Застонав, я прижалась щекой к стене, с тихим подвыванием ощущая, как дорожки из слез вновь начинают терзать мои распухшие щеки. Я пыталась забыть, изгнать из памяти тот день или этот голос, раз за разом заставлявший вспоминать меня мой провал – и мой позор.
Но увы, забыть его я никак не могла.
* * *– «А ты и вправду ученица…» – голос подкравшейся Сои вывел меня из задумчивости.

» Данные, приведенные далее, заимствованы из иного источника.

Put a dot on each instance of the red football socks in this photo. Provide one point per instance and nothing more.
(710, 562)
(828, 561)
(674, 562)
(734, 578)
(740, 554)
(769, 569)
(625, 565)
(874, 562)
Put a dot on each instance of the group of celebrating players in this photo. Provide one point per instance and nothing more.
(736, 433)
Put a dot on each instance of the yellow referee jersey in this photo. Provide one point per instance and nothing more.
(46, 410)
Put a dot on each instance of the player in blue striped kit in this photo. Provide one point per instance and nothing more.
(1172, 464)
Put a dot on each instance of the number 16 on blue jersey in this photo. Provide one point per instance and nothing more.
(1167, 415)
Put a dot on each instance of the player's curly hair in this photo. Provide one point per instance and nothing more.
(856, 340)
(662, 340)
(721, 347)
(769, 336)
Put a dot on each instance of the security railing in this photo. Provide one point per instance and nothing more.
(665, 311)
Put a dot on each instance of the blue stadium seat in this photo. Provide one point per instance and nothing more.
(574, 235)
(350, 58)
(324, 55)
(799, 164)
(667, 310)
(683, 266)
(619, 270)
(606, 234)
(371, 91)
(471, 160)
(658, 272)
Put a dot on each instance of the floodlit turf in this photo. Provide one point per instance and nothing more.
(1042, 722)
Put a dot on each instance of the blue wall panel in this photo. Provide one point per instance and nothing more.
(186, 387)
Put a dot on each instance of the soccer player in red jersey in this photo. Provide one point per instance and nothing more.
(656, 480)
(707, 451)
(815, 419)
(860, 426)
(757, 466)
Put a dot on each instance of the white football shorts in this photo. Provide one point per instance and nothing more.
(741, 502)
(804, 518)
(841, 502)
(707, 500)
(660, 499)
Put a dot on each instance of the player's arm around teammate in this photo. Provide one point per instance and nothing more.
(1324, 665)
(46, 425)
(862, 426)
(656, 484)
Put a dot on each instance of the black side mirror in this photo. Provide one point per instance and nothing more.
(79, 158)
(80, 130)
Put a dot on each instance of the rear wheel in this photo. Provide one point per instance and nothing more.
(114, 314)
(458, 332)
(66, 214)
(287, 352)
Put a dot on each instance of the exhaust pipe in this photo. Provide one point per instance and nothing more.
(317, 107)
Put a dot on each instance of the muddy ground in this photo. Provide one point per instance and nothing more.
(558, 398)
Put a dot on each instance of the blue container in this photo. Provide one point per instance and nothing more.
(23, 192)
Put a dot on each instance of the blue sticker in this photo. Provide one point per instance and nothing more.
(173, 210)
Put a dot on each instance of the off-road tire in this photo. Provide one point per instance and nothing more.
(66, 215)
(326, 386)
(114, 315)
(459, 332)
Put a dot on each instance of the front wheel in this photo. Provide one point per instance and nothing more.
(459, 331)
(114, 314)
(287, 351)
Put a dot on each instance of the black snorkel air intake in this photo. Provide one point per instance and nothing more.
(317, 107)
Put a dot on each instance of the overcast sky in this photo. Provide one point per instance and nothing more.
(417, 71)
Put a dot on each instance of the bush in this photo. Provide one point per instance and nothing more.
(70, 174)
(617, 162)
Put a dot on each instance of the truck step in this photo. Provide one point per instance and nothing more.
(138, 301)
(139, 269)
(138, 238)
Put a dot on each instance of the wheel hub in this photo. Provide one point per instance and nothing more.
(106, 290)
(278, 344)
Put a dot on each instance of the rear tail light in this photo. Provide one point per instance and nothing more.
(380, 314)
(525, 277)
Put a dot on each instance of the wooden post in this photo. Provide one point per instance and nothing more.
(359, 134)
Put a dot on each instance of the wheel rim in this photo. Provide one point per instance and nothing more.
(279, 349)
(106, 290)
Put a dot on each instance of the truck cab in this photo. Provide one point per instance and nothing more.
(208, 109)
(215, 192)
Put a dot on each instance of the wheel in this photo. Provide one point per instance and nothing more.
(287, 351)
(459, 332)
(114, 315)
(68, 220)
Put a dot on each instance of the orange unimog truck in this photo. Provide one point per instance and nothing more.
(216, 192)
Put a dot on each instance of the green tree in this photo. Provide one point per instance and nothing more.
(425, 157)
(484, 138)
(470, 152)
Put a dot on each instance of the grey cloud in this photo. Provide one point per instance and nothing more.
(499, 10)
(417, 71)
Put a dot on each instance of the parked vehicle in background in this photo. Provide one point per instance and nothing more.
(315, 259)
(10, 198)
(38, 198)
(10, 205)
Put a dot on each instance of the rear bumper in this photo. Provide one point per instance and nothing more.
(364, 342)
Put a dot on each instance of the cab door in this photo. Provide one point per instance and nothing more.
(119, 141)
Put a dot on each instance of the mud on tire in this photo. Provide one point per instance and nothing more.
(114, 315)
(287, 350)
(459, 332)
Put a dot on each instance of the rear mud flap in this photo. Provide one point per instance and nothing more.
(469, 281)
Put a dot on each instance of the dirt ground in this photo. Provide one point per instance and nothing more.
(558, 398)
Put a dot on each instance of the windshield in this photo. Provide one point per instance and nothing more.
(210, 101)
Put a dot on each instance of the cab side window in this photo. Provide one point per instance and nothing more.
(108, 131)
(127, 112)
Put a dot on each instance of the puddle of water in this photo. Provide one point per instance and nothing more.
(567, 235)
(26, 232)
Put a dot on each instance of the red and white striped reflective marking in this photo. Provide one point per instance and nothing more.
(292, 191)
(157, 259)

– «Да. Официально мой титул звучит как «Первая Ученица принцессы Луны Эквестрийской» – сухо откликнулась я, не горя желанием продолжать этот разговор. Я уже давно не получала заданий от Госпожи, и если и попадала к ней в покои, то лишь для совместных посиделок на кровати, наблюдений за ночным небом или обсуждений имен для будущего жеребенка. От последнего я уворачивалась всеми силами – я решила, что не могу дать имя тому, чья метка, возможно, определит всю его дальнейшую судьбу, и решила понадеяться на наитие, на то слово, которое первое придет мне на ум при виде малыша. Возможно, это была последняя попытка дистанцироваться от предстоящих родов, пугавших не только меня, но даже Духа, а может, еще какие-нибудь психологические заморочки – я не знала, и лихорадочно старалась занять себя чем-нибудь, проводя все время в полетах, а потом и в разъездах по стране. Мейнхеттенский лагерь, силами Черри, был почти готов, и мне приходилось все чаще призывать к порядку Хая, уж слишком бурно повадившегося протестовать против столь длительной отлучки подруги. Кажется, он уже начал что-то подозревать, но это был тот секрет, который подруга едва ли не на пузе умоляла меня сохранять как можно дольше, раз за разом приводя в пример меня же саму, поэтому пока моему заместителю ничего не светило. Пусть помучается, попотеет от страха потерять одну из своих кобыл. Тем радостнее будет новость, которую она собиралась вскоре ему сообщить – «И не спрашивай меня, как правильно это произносить – я и сама не знаю, когда нужно говорить «принцесса», а когда – «Принцесса». Я же не придворная какая-нибудь, у них спроси!».